The most popular expansion plan would create six new permanent Council seats and four additional non-permanent seats.

Its main backers, Brazil, India, Germany and Japan, known as the G-four, are pushing for a General Assembly vote on the plan this month as part of a strategy that would have them named permanent Council members as early as September, along with two African countries.

China's U.N. Ambassador Wang Guangya last week called the G-four proposal "dangerous". He said forcing an early vote on the measure could split the U.N. membership and derail the entire reform process.

Speaking to Voice of America, Ambassador Wang said there is too little time between now and September to consider such an important decision.

"I think there are many good points in other formulas. I think that's why we need more time to discuss a good formula," Mr. Wang says.

The United States is also cool to the G-4 proposal. Washington has endorsed Japan's candidacy, but has made no commitment on the others.
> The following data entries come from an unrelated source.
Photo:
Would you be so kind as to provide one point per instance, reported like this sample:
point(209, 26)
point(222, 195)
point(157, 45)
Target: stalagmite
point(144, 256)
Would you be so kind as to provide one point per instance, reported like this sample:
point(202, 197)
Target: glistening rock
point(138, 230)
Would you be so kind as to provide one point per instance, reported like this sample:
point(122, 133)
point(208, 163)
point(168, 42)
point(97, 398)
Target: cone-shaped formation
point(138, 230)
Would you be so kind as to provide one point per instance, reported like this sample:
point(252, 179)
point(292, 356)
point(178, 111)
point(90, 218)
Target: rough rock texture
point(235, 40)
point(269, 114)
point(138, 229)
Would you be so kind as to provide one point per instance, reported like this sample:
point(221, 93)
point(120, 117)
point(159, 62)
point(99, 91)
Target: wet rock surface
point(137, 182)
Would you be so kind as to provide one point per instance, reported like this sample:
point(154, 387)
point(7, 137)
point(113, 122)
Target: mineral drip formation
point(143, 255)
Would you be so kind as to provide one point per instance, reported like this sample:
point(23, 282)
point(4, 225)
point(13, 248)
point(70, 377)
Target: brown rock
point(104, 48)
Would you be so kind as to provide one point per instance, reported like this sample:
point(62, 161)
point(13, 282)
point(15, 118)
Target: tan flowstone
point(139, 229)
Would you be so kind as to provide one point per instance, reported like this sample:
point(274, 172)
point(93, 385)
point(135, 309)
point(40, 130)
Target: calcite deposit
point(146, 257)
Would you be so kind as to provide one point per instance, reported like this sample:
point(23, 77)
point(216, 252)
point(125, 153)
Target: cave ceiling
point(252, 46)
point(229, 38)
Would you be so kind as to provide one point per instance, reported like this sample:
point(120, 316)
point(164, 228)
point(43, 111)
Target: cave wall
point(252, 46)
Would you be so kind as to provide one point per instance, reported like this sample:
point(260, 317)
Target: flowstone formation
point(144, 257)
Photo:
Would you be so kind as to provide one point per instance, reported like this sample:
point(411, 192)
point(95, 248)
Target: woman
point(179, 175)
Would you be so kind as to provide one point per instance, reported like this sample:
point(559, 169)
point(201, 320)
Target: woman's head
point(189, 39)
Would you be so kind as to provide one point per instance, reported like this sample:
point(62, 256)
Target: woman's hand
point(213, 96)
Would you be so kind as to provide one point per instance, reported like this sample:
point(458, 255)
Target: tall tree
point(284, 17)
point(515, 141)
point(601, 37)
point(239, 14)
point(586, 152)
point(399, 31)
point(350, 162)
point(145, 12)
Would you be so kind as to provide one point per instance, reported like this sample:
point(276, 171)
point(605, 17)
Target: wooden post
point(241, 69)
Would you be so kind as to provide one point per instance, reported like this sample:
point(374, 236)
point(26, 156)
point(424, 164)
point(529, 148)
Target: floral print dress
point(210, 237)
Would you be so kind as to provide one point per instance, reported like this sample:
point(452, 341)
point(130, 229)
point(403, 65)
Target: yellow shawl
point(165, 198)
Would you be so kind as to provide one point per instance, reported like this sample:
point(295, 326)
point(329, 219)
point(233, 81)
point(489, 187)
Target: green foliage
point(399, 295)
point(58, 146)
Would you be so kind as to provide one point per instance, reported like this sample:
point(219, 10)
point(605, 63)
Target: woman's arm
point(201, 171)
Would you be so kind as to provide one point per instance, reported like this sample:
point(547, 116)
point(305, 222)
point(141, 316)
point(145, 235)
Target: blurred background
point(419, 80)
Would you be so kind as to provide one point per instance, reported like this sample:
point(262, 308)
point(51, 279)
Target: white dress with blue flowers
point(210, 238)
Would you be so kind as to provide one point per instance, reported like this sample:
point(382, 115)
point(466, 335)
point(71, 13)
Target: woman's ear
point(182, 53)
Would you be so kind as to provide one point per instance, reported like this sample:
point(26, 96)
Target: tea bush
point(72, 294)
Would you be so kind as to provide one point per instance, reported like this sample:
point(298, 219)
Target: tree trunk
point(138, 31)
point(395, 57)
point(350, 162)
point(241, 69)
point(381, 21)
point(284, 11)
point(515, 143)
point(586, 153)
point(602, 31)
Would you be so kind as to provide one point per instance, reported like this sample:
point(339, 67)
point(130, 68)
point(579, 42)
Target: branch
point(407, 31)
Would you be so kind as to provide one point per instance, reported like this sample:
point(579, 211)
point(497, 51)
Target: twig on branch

G-four ambassadors express confidence they have the backing of two-thirds majority, or 128 countries necessary to win approval of their plan in the General Assembly.

But German Ambassador Gunther Pleuger says intense negotiations are under way in hopes of avoiding a damaging split.

"The G-4 has put on table a clear-cut proposal for a draft resolution, but there are several other proposals on the table, quite a few, and we want to find out what the status of all of these proposals is, and whether there is a possibility of agreement," Mr. Pleuger says.

Ambassador Pleuger said the G-four countries are determined to push for a vote on expansion in the next few weeks.

But even if the assembly approves the creation of new permanent seats, the current permanent members still have an effective veto. The legislatures of all five permanent members must ratify any change in the U.N. charter.

German and Brazilian diplomats have said they hope a strong vote of support for their plan will isolate opponents and force them to give in to the enlargement plan. But opponents, led by veto-wielding China, show no sign of budging.

The stage is set for months of hard bargaining in advance of the September summit, leading many U.N. diplomats to conclude that the U.N. reform will once again prove impossible.

Still, General Assembly President Jean Ping says he remains optimistic that a workable compromise can be found.

"I can assure you that nothing is impossible," he says.

Diplomats involved in the negotiations say dozens of meetings are planned in the coming days on various aspects of the overall document, both in New York and in capitals.

The outcome of these talks will determine the relative success, or failure, of the September summit.